Disaster Recovery: IT Pros Handle Hurricane Sandy
Also see: The Cloud Backup IT Project Center
Read about disaster recovery during Hurricane Sandy, or skip to this article's concluding section, 10 Disaster Recovery Lessons from Hurricane Sandy
A storm as massive as Hurricane Sandy challenges pretty much everything: business disaster recovery plans; the preparedness of even top IT professionals; the integrity of seawalls; the head-in-the-sand, anti-science beliefs of global-warming deniers . . . and the list goes on and on.
In the last dozen years or so, we’ve seen a number of major disasters that highlight the vital importance of a workable, well-thought-out disaster recovery (DR) plan. Yet after each disaster, it seems that businesses must go back to the drawing board and relearn the lessons they claimed to have mastered the last time around.
If Hurricane Katrina or the Fukushima earthquake didn’t drive home the point that IT backup sites must be geographically separate from primary sites, nothing will. However, after Hurricane Sandy hit, plenty of businesses realized the cost of having backup facilities less than an hour’s drive away. This is a major mistake, they realized after the fact.
Doing a post-mortem on Sandy feels like a textbook case of déjà vu all over again, but once you get past the lessons we should have learned by now, new and more subtle ones emerge. Here are some of the disaster recovery (DR) and business continuity (BC) stories we’ve gathered in the aftermath of Hurricane Sandy, as well as the key takeaways businesses have drawn from those experiences.
Huffington Post: Scrambling Before the Election
For the Huffington Post, the 2012 election was a peak event. Hordes of readers turn to HuffPost for political analysis and opinions. The recent Election Day promised to be one of its highest points for traffic and page views.
And then along came Sandy, slamming into New York City eight days before Election Day.
Soon after the storm hit, HuffPost’s New York City-based data center near Battery Park flooded, bringing down the site. As HuffPost’s IT team worked frantically to switch over to their backup site in Newark, NJ, they had to cope with even more failures.
HuffPost was seemingly well protected. Between New York and Newark were three separate data circuits, for failover and redundancy – but all three went down.
“We keep learning the same lessons over and over again after these disasters, don’t we?” said John Pavley, CTO of the Huffington Post.
As the team attempted to get the site back online in a Washington, D.C. data center, Pavley and his team realized that data replication and the re-synching of data stores always takes longer than you’d originally planned for. “You look at specs of the machines, the network. You look at cables, and do a little testing, but inevitably you’re way off.”
What HuffPost thought would take a day took a week. “A lot of times we test business continuity plans under very favorable conditions. We test at night when traffic is low, or we test when the key IT people aren’t stressed out. Whether it's human or natural factors, these things add up and recovery takes significantly longer than we planned for,” he said.
Then when another storm (a Nor’easter) was bearing down on New York shortly after Sandy, and with the election looming, the HuffPost IT team worked day and night to get a full site up and running in their Washington, D.C. data center.
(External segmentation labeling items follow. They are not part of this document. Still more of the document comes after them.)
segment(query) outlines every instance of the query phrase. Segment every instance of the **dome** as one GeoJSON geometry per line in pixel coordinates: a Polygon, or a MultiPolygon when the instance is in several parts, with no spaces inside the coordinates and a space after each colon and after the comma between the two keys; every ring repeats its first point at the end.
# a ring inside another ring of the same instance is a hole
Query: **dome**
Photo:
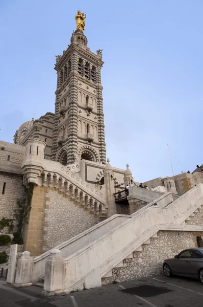
{"type": "Polygon", "coordinates": [[[28,129],[28,130],[30,130],[31,128],[33,126],[33,120],[29,120],[27,122],[23,123],[19,128],[18,129],[18,131],[22,130],[22,129],[28,129]]]}
{"type": "Polygon", "coordinates": [[[131,172],[131,170],[129,168],[129,165],[128,164],[127,164],[126,167],[127,168],[124,172],[124,176],[126,176],[126,177],[132,176],[132,172],[131,172]]]}
{"type": "Polygon", "coordinates": [[[15,144],[21,144],[21,143],[23,141],[23,139],[26,137],[26,135],[28,134],[29,130],[31,129],[33,126],[34,118],[32,120],[29,120],[25,123],[23,123],[17,130],[14,136],[14,143],[15,144]]]}

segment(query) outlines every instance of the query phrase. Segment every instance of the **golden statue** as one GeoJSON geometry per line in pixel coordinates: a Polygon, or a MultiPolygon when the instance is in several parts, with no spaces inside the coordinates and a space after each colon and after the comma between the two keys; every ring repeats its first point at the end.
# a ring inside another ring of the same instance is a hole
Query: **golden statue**
{"type": "Polygon", "coordinates": [[[86,14],[81,13],[81,11],[78,11],[78,13],[75,15],[75,19],[76,20],[76,30],[85,30],[85,18],[86,18],[86,14]]]}

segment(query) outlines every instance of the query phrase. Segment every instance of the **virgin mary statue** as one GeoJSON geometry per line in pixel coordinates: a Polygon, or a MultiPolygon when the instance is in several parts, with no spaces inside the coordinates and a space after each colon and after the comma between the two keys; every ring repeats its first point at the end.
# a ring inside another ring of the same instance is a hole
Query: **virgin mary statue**
{"type": "Polygon", "coordinates": [[[84,13],[81,13],[81,11],[78,11],[78,13],[75,15],[75,19],[76,20],[76,30],[85,30],[85,18],[86,18],[86,15],[84,13]]]}

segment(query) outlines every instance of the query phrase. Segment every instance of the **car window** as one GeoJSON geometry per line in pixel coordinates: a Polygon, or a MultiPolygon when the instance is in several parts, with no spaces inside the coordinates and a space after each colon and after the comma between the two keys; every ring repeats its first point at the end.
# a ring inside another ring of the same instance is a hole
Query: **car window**
{"type": "Polygon", "coordinates": [[[190,258],[192,253],[191,250],[184,251],[179,254],[179,258],[190,258]]]}
{"type": "Polygon", "coordinates": [[[194,259],[202,259],[203,255],[202,255],[199,252],[197,251],[193,251],[192,253],[191,258],[194,259]]]}

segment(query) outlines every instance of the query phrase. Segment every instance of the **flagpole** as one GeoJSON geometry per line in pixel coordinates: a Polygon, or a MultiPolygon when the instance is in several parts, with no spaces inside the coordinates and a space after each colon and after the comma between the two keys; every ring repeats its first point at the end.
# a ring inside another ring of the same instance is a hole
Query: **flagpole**
{"type": "Polygon", "coordinates": [[[173,173],[173,166],[172,166],[172,165],[171,159],[171,158],[170,158],[170,150],[169,150],[169,146],[168,146],[168,144],[167,144],[167,146],[168,146],[168,154],[169,154],[169,158],[170,158],[170,165],[171,165],[172,172],[173,173],[173,176],[174,176],[174,173],[173,173]]]}

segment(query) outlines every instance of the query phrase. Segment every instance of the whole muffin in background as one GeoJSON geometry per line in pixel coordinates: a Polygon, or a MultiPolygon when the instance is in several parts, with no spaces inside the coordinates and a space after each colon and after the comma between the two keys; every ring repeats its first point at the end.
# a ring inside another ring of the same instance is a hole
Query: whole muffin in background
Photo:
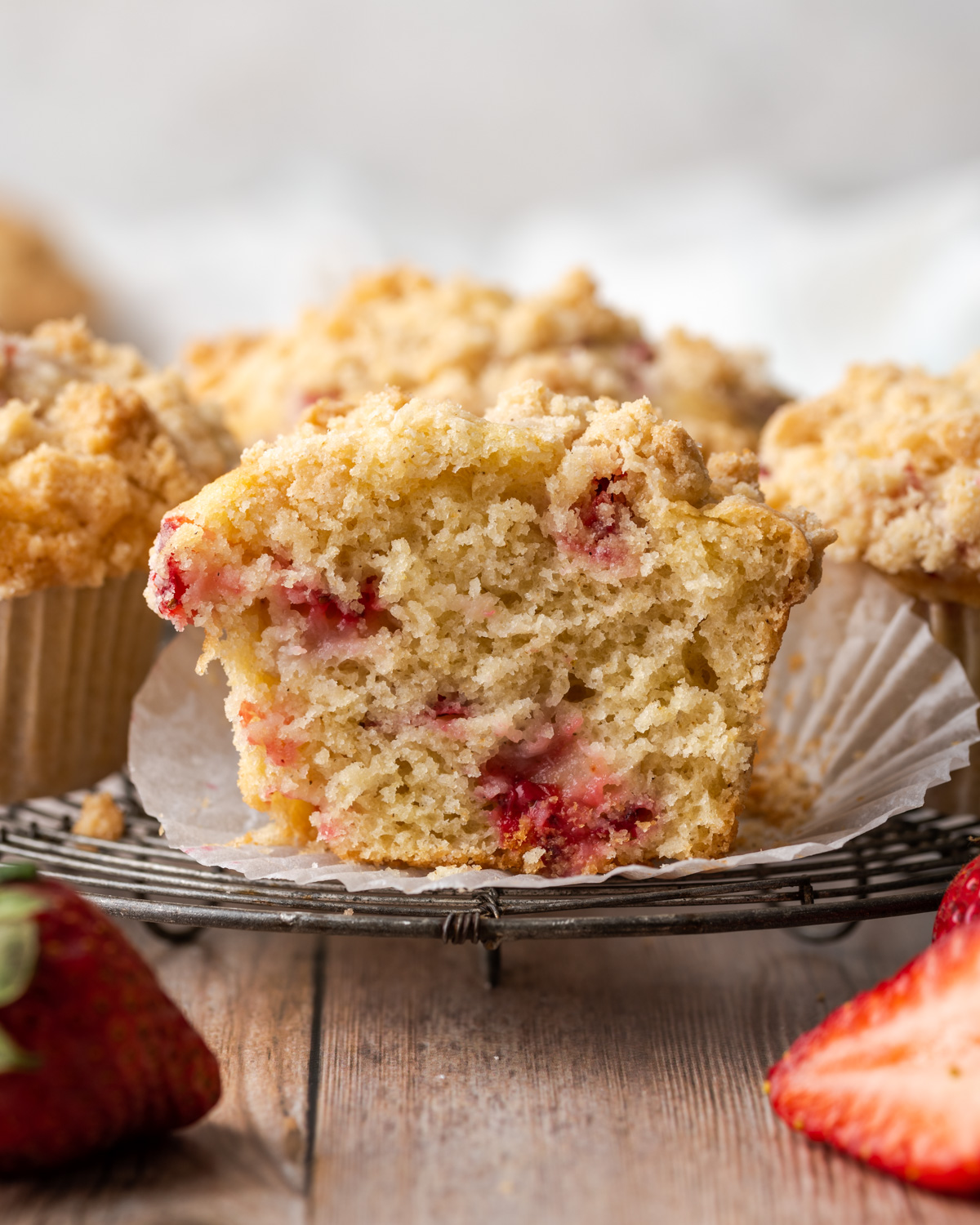
{"type": "MultiPolygon", "coordinates": [[[[829,557],[925,601],[980,693],[980,354],[944,376],[855,366],[828,394],[780,408],[761,461],[773,506],[806,506],[837,529],[829,557]]],[[[926,801],[976,812],[980,753],[926,801]]]]}
{"type": "Polygon", "coordinates": [[[233,456],[180,379],[135,350],[78,321],[0,333],[0,801],[125,762],[158,639],[149,545],[233,456]]]}
{"type": "Polygon", "coordinates": [[[0,213],[0,331],[29,332],[92,309],[92,295],[33,225],[0,213]]]}
{"type": "Polygon", "coordinates": [[[187,380],[225,412],[243,445],[290,430],[304,410],[343,413],[387,386],[481,413],[528,379],[570,396],[648,396],[706,452],[755,447],[785,394],[753,353],[680,330],[650,342],[605,306],[582,271],[548,293],[514,298],[468,277],[434,281],[396,267],[353,282],[331,310],[293,328],[200,342],[187,380]]]}
{"type": "Polygon", "coordinates": [[[163,521],[147,598],[229,680],[251,840],[548,876],[720,855],[829,535],[647,399],[394,390],[163,521]]]}
{"type": "Polygon", "coordinates": [[[806,506],[864,561],[925,600],[980,606],[980,359],[944,377],[855,366],[786,404],[761,442],[775,507],[806,506]]]}

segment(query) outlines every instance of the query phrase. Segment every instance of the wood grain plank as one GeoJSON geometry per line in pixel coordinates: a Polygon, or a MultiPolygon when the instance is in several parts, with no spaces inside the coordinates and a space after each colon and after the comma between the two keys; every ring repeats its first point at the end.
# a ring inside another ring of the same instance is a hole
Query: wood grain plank
{"type": "Polygon", "coordinates": [[[217,1054],[206,1122],[70,1174],[0,1189],[4,1225],[290,1225],[305,1216],[307,1066],[320,974],[309,936],[126,933],[217,1054]]]}
{"type": "Polygon", "coordinates": [[[762,1080],[929,920],[505,948],[332,940],[310,1220],[975,1221],[793,1134],[762,1080]]]}

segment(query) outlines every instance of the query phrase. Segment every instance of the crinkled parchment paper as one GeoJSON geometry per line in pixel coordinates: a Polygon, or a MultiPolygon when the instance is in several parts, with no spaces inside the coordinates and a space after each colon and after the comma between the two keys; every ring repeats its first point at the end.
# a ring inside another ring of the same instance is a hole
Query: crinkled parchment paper
{"type": "Polygon", "coordinates": [[[200,648],[198,632],[185,631],[140,691],[130,771],[146,811],[159,818],[172,845],[251,880],[341,881],[349,889],[404,893],[489,884],[546,889],[609,876],[687,876],[801,859],[919,807],[930,786],[967,764],[970,744],[980,740],[978,703],[965,673],[911,611],[911,600],[871,571],[828,564],[817,592],[793,610],[766,691],[764,774],[778,782],[780,769],[789,771],[796,790],[810,791],[806,811],[797,809],[777,823],[748,815],[737,854],[725,859],[560,880],[495,869],[432,877],[292,846],[229,845],[266,817],[239,795],[224,676],[218,666],[203,677],[195,674],[200,648]]]}

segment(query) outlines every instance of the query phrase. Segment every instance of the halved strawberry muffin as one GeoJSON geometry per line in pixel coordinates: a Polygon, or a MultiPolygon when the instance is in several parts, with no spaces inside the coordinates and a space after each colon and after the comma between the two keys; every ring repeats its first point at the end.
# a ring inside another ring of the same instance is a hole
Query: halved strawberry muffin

They pulled off this Herculean feat, barely, and on the highly trafficked day of the election, HuffPost experienced no problems.
Yet when the IT team had time to catch its breath, they realized that they just barely dodged another bullet. Washington, D.C., after all, felt the effects of Sandy too, albeit to a much lesser extent. Of course, Pavley and his team can’t be blamed for thinking that Washington, D.C. is regionally distinct from New York. That may no longer be the case, but only because we’re entering a new era of extreme weather.
Another lesson that Pavley and his team learned is that our communications infrastructure is not nearly as resilient as it should be.
“We as an industry have become a part of Maslow’s hierarchy of needs,” Pavley said. That is, the Web is now essential. The weather Web sites and traffic Web sites users accessed (to see which evacuation routes were open) all proved to be critical lifelines.
“This [online media] is how people communicated into and out of devastated areas and learned about what was going on. This isn’t just entertainment anymore. This is how people live their lives. This is a responsibility, which before now, we didn’t realize we had. Media sites have a responsibility, and carriers do too, and we all have to figure out how to ensure that we’ll do a better job next time,” Pavley said.
Key points: Regional geographic variation is taking on a different meaning now, and backup sites must be moved farther away than we all thought; data recovery will take longer than you expect; critical communications infrastructure is not nearly as resilient as it should be.